Failure to call witness fatal to Liquidators’ claim


Failure to call witness fatal to Liquidators’ claim

Introduction

The Federal Court of Australia recently considered in Ross, in the matter of Print Mail Logistics (International) Pty Ltd (in liq) v Elias [2021] FCA 419 (“Proceeding”) the circumstances in which a Jones v Dunkel (1959) 101 CLR 298 inference will be drawn from a party’s failure to call a relevant witness.  The rule in Jones v Dunkel allows a Court to infer from a party’s unexplained failure to give evidence; call a witness; or tender documents that the missing evidence would not have assisted that party’s case.

Background

The Proceeding was brought by the liquidators of Print Mail Logistics (International) Pty Ltd (in liq) (“Company”) against the Company’s directors and former directors.  The Company was a subsidiary of Print Mail Logistics Limited (“PML”) and part of the “PML Group” of companies.  The Liquidators claims arose from two alleged transactions:

  1. the “Armstrong Agreement”, whereby Armstrong Registry Services Limited (“Armstrong”) allegedly loaned $100,000 to Mr Elias (the director of the Company); and
  2. the “Wellington Agreement”, whereby the Company allegedly took responsibility for the personal debts of Mr Elias, including the $100,000 loaned under the Armstrong Agreement.

The Liquidators alleged that by entering into the Wellington Agreement, the defendants, as directors of the Company, had entered into an:

(a)  unreasonable director-related transaction pursuant to section 588FDA of the Corporations Act 2001 (“the Act”), and had therefore breached their duties pursuant to sections 180, 181, and 182 of the Act; and

(b)  insolvent transaction in breach of section 588G of the Act, and an uncommercial transaction pursuant to 588FB of the Act.

The Liquidators claimed the directors were liable to compensate the Company under sections 588FF(1)(a), 588M(2) and/or 1317H(1) of the Act.

This article will consider the dispute between the parties arising from the Armstrong Agreement, the existence of which was denied by Mr Elias.

The Armstrong Agreement

Armstrong provided advisory services to the Company and, from time to time, advanced funds to the PML Group and/or Mr Elias to assist them to conduct their business activities.

The Liquidators alleged Mr Elias and Armstrong entered into the Armstrong Agreement on or about 14 June 2015, pursuant to which Armstrong loaned $100,000 to Mr Elias.  To prove their case, the Liquidators asked the Court to draw inferences from various facts and circumstances, including the following:

  • a deposit of $100,000 into the Company’s account by Armstrong on 14 July 2015 with a notation that it related to Mr Elias;
  • three slightly different versions of a document titled “Unsecured Loan Agreement” (which reflected the terms of the Armstrong Agreement), allegedly signed by Mr Elias and witnessed by a solicitor, Ms Greaves on 14 July 2015 (when both were in Sydney); and
  • a PML ledger recording a credit of $100,000 on 14 July 2015 with the notation “funds received from Nigel Elias” and corresponding bank statement.

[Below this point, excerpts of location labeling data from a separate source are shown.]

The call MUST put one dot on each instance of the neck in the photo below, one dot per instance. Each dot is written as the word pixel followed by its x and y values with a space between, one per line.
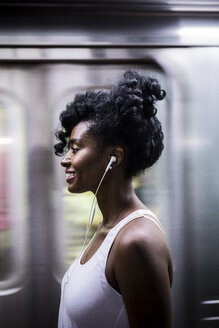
pixel 116 200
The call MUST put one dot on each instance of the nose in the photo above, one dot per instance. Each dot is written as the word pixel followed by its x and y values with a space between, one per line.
pixel 66 160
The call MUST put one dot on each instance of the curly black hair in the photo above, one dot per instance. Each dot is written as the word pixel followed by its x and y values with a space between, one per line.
pixel 124 115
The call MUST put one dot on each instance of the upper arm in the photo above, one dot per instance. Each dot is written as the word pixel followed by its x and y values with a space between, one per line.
pixel 142 273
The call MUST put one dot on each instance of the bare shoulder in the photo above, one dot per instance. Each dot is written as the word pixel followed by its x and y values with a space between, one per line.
pixel 142 243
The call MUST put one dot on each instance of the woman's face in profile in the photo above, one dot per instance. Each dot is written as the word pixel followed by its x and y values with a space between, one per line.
pixel 84 162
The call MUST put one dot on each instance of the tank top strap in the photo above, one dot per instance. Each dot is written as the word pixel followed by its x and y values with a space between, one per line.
pixel 112 234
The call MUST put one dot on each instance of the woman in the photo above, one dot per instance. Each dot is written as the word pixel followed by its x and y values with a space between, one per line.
pixel 123 277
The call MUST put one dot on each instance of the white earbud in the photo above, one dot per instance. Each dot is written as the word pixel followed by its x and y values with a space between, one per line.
pixel 112 160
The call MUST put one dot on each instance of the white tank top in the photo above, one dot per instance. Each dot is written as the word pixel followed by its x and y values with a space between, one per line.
pixel 87 299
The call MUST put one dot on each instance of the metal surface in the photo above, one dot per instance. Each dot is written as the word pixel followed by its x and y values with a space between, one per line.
pixel 41 67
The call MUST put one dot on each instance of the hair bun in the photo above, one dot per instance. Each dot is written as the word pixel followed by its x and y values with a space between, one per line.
pixel 137 93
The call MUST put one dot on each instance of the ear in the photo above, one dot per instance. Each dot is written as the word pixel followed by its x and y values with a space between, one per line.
pixel 119 154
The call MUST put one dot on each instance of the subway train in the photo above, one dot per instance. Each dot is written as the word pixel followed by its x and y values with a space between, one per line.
pixel 49 50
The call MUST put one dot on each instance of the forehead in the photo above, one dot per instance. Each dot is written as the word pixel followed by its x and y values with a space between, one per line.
pixel 80 130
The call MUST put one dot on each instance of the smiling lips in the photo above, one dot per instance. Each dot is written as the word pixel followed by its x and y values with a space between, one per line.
pixel 70 175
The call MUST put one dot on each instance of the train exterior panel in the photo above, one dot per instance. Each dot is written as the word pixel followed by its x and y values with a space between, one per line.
pixel 49 51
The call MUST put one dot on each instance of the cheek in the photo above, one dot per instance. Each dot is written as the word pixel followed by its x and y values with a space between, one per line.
pixel 88 162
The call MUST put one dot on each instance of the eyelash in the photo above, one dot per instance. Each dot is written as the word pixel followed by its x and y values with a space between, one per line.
pixel 74 150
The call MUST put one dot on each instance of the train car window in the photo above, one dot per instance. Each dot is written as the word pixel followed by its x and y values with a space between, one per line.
pixel 13 193
pixel 71 210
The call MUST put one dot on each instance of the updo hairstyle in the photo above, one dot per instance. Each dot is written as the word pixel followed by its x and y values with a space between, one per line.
pixel 124 115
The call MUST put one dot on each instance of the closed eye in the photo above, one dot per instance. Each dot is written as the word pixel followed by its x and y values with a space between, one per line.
pixel 74 150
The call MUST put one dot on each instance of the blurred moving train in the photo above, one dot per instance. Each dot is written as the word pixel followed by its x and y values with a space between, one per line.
pixel 48 51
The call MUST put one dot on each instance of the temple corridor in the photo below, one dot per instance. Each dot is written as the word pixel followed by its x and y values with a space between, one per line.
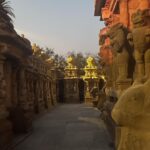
pixel 68 127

Mr Elias denied that the signature on the Unsecured Loan Agreement was his, and maintained he had no recollection of signing the agreement. Likewise, Ms Greaves denied that the signature on the Unsecured Loan Agreement was hers.

In relation to the $100,000 deposited by Armstrong into the Company’s bank account on 14 June 2015, Mr Elias denied giving any direction to Armstrong to make that payment.  Further, Mr Elias maintained he had “no idea” what the PML ledger entry related to.

The Liquidators did not call Ms Hutson to give evidence, who was the director of Armstrong at the relevant time, and who was funding the liquidation of the Company.

The Court’s decision

The Court considered it was very likely Ms Hutson would have been able to explain the transfer of $100,000 by Armstrong to the Company on 14 July 2015, and the Unsecured Loan Agreement. Having regard to the rule in Jones v Dunkel, and the Liquidators’ unexplained failure to call Ms Hutson, the Court inferred that her evidence would not have assisted the Liquidators.   In the absence of Ms Hutson’s evidence, the Court was not willing to draw the inferences advanced by the Liquidators, given:

  • Mr Elias’s and Ms Greaves’ evidence regarding the Unsecured Loan Agreement;
  • there was no evidence Mr Elias had directed the payment from Armstrong to the Company; and
  • PML’s ledger and corresponding bank statement could only support the inference of a loan from Mr Elias to PML (and not a loan from Armstrong to Mr Elias).

Take aways

It is often a difficult task for liquidators faced with incomplete company books and records to prosecute what may be a viable claim.  Nevertheless, the unexplained failure to call a critical witness may result in the Court drawing a Jones v Dunkel inference.  As was the case in the Proceeding, this may be fatal to the claim, and result in an adverse costs order.